O sequenciamento baseado em amplicon tornou-se uma abordagem preferida para a genotipagem direcionada de parasitas da malária7,8. Usando plataformas de sequenciamento altamente paralelas, como a última geração de sequenciadores Illumina, o sequenciamento baseado em amplicon pode ser aplicado em rendimento moderado a alto, com alta precisão e sensibilidade. Essas plataformas são flexíveis, permitindo aprimoramento iterativo dos códigos de barras de polimorfismo de nucleotídeo único (SNP), que podem fornecer uma abordagem de genotipagem acessível, passível de vigilância molecular baseada na população.

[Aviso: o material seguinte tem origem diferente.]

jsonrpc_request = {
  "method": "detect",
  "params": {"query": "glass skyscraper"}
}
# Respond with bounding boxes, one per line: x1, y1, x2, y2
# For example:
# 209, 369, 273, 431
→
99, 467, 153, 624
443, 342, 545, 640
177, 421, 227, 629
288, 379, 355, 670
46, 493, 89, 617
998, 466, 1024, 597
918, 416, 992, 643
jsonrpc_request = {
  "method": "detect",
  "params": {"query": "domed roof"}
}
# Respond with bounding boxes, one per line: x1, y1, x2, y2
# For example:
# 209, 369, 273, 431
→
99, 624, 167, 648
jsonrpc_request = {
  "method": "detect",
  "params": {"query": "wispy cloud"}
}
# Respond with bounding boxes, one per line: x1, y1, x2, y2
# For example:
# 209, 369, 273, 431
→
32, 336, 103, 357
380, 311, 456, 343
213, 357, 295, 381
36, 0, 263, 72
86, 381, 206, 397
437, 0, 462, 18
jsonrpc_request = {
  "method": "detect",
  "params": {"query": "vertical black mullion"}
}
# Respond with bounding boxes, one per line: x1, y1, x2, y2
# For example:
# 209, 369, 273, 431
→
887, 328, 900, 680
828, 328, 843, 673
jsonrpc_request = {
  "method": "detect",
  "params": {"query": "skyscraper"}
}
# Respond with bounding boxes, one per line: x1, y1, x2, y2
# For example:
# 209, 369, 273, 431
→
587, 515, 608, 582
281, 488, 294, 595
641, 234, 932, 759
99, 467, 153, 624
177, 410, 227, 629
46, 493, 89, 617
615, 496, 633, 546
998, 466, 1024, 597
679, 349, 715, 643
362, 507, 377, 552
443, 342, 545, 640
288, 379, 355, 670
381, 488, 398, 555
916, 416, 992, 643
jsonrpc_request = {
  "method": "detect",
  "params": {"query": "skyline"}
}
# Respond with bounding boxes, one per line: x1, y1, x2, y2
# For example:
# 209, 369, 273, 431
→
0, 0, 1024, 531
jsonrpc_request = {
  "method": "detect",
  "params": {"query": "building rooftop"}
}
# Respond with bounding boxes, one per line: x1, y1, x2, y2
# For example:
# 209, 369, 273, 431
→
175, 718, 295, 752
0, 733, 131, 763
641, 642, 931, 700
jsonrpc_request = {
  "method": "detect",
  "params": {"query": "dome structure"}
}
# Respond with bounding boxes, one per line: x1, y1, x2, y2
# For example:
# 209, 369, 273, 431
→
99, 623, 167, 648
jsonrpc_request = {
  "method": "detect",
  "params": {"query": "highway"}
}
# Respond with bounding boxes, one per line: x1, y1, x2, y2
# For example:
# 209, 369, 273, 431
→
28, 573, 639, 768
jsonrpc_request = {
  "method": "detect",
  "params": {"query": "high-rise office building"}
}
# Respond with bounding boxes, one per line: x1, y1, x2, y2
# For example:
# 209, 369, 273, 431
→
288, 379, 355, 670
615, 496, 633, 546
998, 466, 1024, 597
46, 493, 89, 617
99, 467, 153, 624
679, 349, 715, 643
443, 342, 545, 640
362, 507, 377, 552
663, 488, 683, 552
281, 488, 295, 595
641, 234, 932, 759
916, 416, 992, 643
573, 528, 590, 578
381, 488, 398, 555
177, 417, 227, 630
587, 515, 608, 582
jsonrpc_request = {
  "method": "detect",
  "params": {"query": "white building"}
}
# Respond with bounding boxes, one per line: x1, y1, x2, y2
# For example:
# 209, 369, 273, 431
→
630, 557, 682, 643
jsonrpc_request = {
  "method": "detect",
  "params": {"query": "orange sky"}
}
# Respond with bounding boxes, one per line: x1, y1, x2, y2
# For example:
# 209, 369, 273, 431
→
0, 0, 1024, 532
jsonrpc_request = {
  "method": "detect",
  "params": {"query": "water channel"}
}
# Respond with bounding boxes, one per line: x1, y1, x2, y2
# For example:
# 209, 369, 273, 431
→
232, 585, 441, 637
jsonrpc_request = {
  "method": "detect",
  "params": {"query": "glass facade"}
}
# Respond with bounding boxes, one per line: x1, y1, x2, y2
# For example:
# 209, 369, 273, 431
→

Estudos anteriores usaram marcadores mitocondriais e apicoplastos para distinguir isolados de P. vivax importados de locais, mas a resolução desses genomas organelares é limitada9,10,11. Em 2015, um painel de 42 SNPs, comumente referido como código de barras amplo, foi identificado para facilitar a impressão digital do parasita e a atribuição geográfica12. O código de barras 42-SNP Broad foi derivado de dados genômicos disponíveis de 13 isolados de 7 países e foi aplicado a vários estudos usando ensaios de genotipagem direcionados12,13,14. Um estudo mais recente identificou outro código de barras SNP de P. vivax usando dados de 433 isolados de 17 países15. Esse código de barras também visa facilitar a impressão digital e a atribuição geográfica, mas não há ensaios experimentais para esse código de barras e ele continua sendo apenas uma ferramenta in silico15. Além disso, todos os estudos geográficos de código de barras da malária até o momento se basearam em métodos visuais, como a Análise de Componentes Principais, para avaliar o país de origem. Embora essa abordagem tenha alguma utilidade, ela é moderadamente subjetiva e não atende às necessidades de usuários finais translacionais, como os Programas Nacionais de Controle da Malária (NMCPs), que podem não ter a epidemiologia genética ou as habilidades bioinformáticas necessárias para gerar e interpretar esses gráficos.